= Traugott Wilhelm Gevers =

Traugott Wilhelm Gevers (23 April 1900 – 19 August 1991) was a South African geologist who served as a professor of economic geology at the University of Witwatersrand. The mineral geversite is named in his honour. Mount Gevers in Antarctica is also named after him.

==Early life and education==
Gevers was born in New Hanover, Natal, to missionary Heinrich Christoph Friedrich and Elisabeth Henriette Dorothee Auguste. He received a bachelor's degree in 1921 from the University of Cape Town after which he studied chemistry and received a masters in 1922 followed by studies at the Ludwig-Maximilians-Universität München leading to a doctorate in 1926.

==Career==
After completing his doctorate Gevers joined the Geological Survey of South Africa and worked in Namibia. He also travelled widely to study geology. Based on this work he received an honorary doctorate from the University of Cape Town.
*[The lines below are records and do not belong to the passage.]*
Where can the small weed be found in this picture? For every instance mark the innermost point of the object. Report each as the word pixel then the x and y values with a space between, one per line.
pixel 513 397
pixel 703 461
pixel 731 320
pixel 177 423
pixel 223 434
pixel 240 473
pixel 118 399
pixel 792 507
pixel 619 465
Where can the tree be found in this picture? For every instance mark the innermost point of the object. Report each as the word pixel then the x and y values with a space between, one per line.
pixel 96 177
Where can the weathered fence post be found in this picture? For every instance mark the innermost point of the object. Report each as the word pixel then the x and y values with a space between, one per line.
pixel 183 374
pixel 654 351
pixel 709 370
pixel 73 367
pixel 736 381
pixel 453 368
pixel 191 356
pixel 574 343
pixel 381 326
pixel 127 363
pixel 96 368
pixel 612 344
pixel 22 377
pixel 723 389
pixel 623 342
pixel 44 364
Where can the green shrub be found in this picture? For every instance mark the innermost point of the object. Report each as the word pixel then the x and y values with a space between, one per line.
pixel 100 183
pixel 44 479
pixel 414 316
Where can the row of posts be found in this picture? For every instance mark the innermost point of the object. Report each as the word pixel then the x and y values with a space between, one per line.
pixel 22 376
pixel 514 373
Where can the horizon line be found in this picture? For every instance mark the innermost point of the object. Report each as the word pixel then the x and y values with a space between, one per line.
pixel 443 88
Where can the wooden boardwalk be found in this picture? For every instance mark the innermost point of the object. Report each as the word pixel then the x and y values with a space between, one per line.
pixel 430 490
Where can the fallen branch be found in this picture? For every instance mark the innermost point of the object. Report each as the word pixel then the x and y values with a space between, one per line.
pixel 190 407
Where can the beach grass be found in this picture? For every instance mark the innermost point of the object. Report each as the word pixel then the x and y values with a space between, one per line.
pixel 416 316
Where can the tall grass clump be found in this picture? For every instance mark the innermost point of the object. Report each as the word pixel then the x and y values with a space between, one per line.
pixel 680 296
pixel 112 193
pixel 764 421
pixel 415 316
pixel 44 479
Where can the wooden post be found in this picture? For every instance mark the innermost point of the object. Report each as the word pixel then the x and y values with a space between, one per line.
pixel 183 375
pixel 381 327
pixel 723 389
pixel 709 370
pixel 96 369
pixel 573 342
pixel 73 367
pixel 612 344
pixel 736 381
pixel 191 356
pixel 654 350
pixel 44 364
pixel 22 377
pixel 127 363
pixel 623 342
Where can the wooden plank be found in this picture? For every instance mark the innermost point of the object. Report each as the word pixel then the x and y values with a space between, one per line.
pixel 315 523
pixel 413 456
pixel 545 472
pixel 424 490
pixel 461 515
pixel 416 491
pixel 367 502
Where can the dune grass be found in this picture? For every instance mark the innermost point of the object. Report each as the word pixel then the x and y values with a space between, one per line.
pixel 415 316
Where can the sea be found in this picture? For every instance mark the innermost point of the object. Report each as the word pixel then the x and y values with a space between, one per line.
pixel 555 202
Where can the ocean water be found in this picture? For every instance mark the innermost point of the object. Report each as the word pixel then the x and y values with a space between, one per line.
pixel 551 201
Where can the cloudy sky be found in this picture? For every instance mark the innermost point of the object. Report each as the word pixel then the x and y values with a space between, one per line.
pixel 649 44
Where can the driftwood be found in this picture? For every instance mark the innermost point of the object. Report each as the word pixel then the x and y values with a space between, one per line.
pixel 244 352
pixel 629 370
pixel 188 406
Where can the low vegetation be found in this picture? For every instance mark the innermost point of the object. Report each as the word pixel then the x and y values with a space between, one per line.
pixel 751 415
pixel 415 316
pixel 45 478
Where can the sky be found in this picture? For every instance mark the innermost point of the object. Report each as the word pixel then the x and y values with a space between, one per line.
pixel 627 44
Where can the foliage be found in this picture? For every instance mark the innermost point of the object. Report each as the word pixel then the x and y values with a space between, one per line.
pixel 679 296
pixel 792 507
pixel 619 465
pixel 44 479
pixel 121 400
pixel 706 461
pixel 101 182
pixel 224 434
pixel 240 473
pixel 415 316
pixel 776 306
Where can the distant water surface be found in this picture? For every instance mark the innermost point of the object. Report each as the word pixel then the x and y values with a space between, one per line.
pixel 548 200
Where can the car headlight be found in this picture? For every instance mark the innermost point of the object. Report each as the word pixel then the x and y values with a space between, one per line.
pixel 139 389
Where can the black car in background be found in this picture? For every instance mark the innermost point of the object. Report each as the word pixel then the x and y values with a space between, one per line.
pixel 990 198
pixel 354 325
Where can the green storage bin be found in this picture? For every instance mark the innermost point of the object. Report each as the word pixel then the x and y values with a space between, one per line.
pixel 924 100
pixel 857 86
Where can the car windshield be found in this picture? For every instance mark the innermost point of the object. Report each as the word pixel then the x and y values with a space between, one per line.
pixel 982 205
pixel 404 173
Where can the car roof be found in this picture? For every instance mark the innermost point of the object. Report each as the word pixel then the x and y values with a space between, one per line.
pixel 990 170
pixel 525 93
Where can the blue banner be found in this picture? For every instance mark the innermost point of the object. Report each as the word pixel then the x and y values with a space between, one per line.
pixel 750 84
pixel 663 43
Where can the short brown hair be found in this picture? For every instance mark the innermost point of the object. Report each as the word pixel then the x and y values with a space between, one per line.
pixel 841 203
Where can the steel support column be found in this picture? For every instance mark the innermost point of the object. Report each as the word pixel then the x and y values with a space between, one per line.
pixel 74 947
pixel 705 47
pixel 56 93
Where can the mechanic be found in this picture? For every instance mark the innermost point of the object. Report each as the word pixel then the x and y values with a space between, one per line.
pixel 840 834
He became chair of geology at the University of Witwatersrand in 1935 and pioneered the use of visual teaching aids for geology apart from field trips. He studied the Kivu and Kituro volcanos in the Congo. He visited Antarctica in 1965.

He had many adventurous accidents and narrow escapes from death, including falling from a glacier in Antarctica, contracting ailments in the field and suffering two broken legs when their vehicle was attacked by an angry elephant in the Congo in 1939. He was also member of numerous geological societies, receiving medals from the Belgian Geographical Society (1949), the Leopold von Buch plaque from the German Society for Geology (1959). The platinum mineral geversite was named in his honour by Eugen F. Stumpfl.